WhenMarnieWasThere · 19/02/2015 23:55

I seriously hope not.

Due to not being dry at nights til into her teens, DD1 had about 3 sleepovers in her primary years. She happily has friends who aren't interested in sleeping at others' homes either.

DD2 has had a few extra, but only because it has worked out that way.

I'm not keen on them. At all. I like my sleep too much.

We've hosted none for DD1 and only about 3 for DD2. And each time tempers have been frayed before bedtime.

Not for me, thanks.

Greythorne · 20/02/2015 00:10

Mine are 8 and 6 and they have never done a sleepover.

They are fine.

i did not do a sleepover until my teens.

It's a new fangled thing and i don't hold with it.
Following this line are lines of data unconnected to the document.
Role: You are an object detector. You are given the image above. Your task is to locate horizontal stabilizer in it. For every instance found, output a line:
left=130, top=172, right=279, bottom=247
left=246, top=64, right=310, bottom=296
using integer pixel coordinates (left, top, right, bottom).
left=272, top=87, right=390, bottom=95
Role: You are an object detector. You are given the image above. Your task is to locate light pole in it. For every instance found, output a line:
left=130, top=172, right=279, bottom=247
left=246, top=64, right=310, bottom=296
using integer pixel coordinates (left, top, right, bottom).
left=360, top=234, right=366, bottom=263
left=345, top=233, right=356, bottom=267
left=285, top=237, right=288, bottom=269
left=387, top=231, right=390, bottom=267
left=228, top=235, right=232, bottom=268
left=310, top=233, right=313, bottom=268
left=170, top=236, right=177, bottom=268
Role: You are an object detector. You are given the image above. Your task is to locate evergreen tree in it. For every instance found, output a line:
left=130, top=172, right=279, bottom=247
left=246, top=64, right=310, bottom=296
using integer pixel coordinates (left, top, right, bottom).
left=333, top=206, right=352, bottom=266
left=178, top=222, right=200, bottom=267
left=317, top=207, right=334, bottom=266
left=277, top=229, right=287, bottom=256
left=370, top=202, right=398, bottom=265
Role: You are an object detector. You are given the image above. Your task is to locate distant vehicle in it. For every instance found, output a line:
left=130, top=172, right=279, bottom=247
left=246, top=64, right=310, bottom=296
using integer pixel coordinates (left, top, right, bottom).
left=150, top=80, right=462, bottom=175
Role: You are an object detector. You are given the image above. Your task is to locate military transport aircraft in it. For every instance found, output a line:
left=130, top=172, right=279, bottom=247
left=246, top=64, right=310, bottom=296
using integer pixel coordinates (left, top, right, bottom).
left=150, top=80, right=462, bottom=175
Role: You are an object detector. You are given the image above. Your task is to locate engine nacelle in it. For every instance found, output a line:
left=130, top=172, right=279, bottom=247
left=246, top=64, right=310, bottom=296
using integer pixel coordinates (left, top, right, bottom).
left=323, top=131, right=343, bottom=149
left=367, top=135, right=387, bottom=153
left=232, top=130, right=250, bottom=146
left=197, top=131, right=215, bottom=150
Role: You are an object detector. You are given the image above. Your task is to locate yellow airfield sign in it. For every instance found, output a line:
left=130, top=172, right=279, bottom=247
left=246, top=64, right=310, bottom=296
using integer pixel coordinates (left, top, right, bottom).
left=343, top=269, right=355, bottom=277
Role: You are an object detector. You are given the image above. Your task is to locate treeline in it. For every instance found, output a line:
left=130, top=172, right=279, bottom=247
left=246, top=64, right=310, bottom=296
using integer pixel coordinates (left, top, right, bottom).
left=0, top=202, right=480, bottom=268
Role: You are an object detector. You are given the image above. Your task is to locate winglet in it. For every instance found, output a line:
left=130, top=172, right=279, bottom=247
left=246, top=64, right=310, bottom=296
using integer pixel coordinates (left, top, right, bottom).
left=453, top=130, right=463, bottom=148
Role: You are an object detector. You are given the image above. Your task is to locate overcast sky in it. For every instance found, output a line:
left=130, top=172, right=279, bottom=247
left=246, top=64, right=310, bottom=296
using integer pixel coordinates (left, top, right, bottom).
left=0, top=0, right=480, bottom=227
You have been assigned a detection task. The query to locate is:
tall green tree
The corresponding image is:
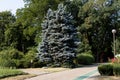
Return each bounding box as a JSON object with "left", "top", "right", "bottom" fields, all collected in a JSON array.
[
  {"left": 0, "top": 11, "right": 16, "bottom": 50},
  {"left": 38, "top": 4, "right": 79, "bottom": 67},
  {"left": 78, "top": 0, "right": 119, "bottom": 61}
]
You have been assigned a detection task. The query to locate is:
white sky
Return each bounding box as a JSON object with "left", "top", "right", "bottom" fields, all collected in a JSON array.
[{"left": 0, "top": 0, "right": 24, "bottom": 14}]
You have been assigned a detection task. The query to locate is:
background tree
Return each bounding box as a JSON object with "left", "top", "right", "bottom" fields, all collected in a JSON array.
[
  {"left": 38, "top": 4, "right": 79, "bottom": 67},
  {"left": 78, "top": 0, "right": 118, "bottom": 61},
  {"left": 0, "top": 11, "right": 16, "bottom": 50}
]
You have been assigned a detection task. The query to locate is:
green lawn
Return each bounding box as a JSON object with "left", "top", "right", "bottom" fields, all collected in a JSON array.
[{"left": 0, "top": 68, "right": 25, "bottom": 79}]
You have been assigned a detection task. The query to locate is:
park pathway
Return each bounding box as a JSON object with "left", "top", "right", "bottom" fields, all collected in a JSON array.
[{"left": 25, "top": 64, "right": 99, "bottom": 80}]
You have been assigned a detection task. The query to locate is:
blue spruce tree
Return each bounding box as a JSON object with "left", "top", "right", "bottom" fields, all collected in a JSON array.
[{"left": 38, "top": 4, "right": 79, "bottom": 67}]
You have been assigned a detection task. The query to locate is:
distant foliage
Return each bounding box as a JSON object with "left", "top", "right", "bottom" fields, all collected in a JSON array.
[
  {"left": 77, "top": 53, "right": 95, "bottom": 65},
  {"left": 98, "top": 64, "right": 113, "bottom": 76},
  {"left": 98, "top": 63, "right": 120, "bottom": 76},
  {"left": 0, "top": 48, "right": 24, "bottom": 68},
  {"left": 38, "top": 4, "right": 79, "bottom": 66}
]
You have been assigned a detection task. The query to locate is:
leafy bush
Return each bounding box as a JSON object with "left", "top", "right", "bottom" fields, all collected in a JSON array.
[
  {"left": 22, "top": 48, "right": 45, "bottom": 68},
  {"left": 113, "top": 64, "right": 120, "bottom": 76},
  {"left": 98, "top": 64, "right": 113, "bottom": 76},
  {"left": 77, "top": 53, "right": 95, "bottom": 65},
  {"left": 0, "top": 48, "right": 24, "bottom": 68},
  {"left": 0, "top": 68, "right": 26, "bottom": 79}
]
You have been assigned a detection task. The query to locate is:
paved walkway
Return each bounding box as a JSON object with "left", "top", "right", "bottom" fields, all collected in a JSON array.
[{"left": 26, "top": 65, "right": 99, "bottom": 80}]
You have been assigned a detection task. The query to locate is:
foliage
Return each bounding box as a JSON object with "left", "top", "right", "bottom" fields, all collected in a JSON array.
[
  {"left": 77, "top": 53, "right": 95, "bottom": 65},
  {"left": 38, "top": 4, "right": 79, "bottom": 65},
  {"left": 98, "top": 64, "right": 113, "bottom": 76},
  {"left": 21, "top": 47, "right": 45, "bottom": 68},
  {"left": 78, "top": 0, "right": 119, "bottom": 62},
  {"left": 113, "top": 63, "right": 120, "bottom": 76},
  {"left": 98, "top": 63, "right": 120, "bottom": 76},
  {"left": 0, "top": 48, "right": 24, "bottom": 68},
  {"left": 0, "top": 68, "right": 25, "bottom": 79}
]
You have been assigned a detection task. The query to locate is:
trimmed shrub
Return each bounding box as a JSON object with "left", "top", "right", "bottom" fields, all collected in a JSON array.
[
  {"left": 77, "top": 53, "right": 95, "bottom": 65},
  {"left": 98, "top": 64, "right": 113, "bottom": 76},
  {"left": 0, "top": 48, "right": 24, "bottom": 68},
  {"left": 22, "top": 48, "right": 45, "bottom": 68},
  {"left": 113, "top": 64, "right": 120, "bottom": 76}
]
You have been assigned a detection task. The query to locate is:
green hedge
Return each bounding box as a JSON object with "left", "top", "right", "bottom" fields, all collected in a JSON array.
[
  {"left": 77, "top": 53, "right": 95, "bottom": 65},
  {"left": 98, "top": 64, "right": 113, "bottom": 76},
  {"left": 0, "top": 48, "right": 24, "bottom": 68},
  {"left": 0, "top": 68, "right": 26, "bottom": 79},
  {"left": 98, "top": 63, "right": 120, "bottom": 76}
]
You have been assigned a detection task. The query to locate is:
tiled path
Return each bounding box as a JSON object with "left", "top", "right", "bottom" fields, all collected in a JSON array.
[{"left": 26, "top": 65, "right": 99, "bottom": 80}]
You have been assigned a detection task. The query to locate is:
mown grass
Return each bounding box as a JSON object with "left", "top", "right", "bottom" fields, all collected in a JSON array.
[{"left": 0, "top": 68, "right": 26, "bottom": 79}]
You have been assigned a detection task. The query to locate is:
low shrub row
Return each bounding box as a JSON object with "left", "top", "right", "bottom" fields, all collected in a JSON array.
[
  {"left": 0, "top": 68, "right": 26, "bottom": 79},
  {"left": 98, "top": 63, "right": 120, "bottom": 76},
  {"left": 0, "top": 48, "right": 44, "bottom": 68}
]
scouseontheinside · 20/02/2015 02:20

I don't know that I would use the word "crucial". I also definitely agree with the pp who said that they should be a treat, not something that's happening all the time. Plus, I have 5 DC. I have plenty of kids to look after on a day to day basis!

I think it is good though, for DC to be away from mum and dad every now and then. Encourages independence, grows confidence, they learn how to conduct themselves in new situations and around different people. School camps are also great for such things.

Katekoom · 20/02/2015 05:03

I do think they have their place, i never enjoyed them much as a child and would always come home crying, so not for me.

But good maybe to see how other families live?

Who knows

Ghastly.

Eva50 · 20/02/2015 15:15

Not at all. My sister and I never slept over with friends as children and didn't miss out. Ds3 (8) has never slept over or had anyone here. My teenagers have stayed with friends a couple of times and ds2 (17) had 3 friends sleepover for his birthday when he was 10. They are all perfectly well developed socially.

Bonsoir · 27/02/2015 22:48

I don't think DC need constant sleepovers as they are often a bit tiring but I went on loads of sleepovers as a child (from a very young age) and often had friends for sleepovers and they are lots of fun. Why deprive your DC of something that is such a standard part of growing up and that is cheap and accessible? What's not to like?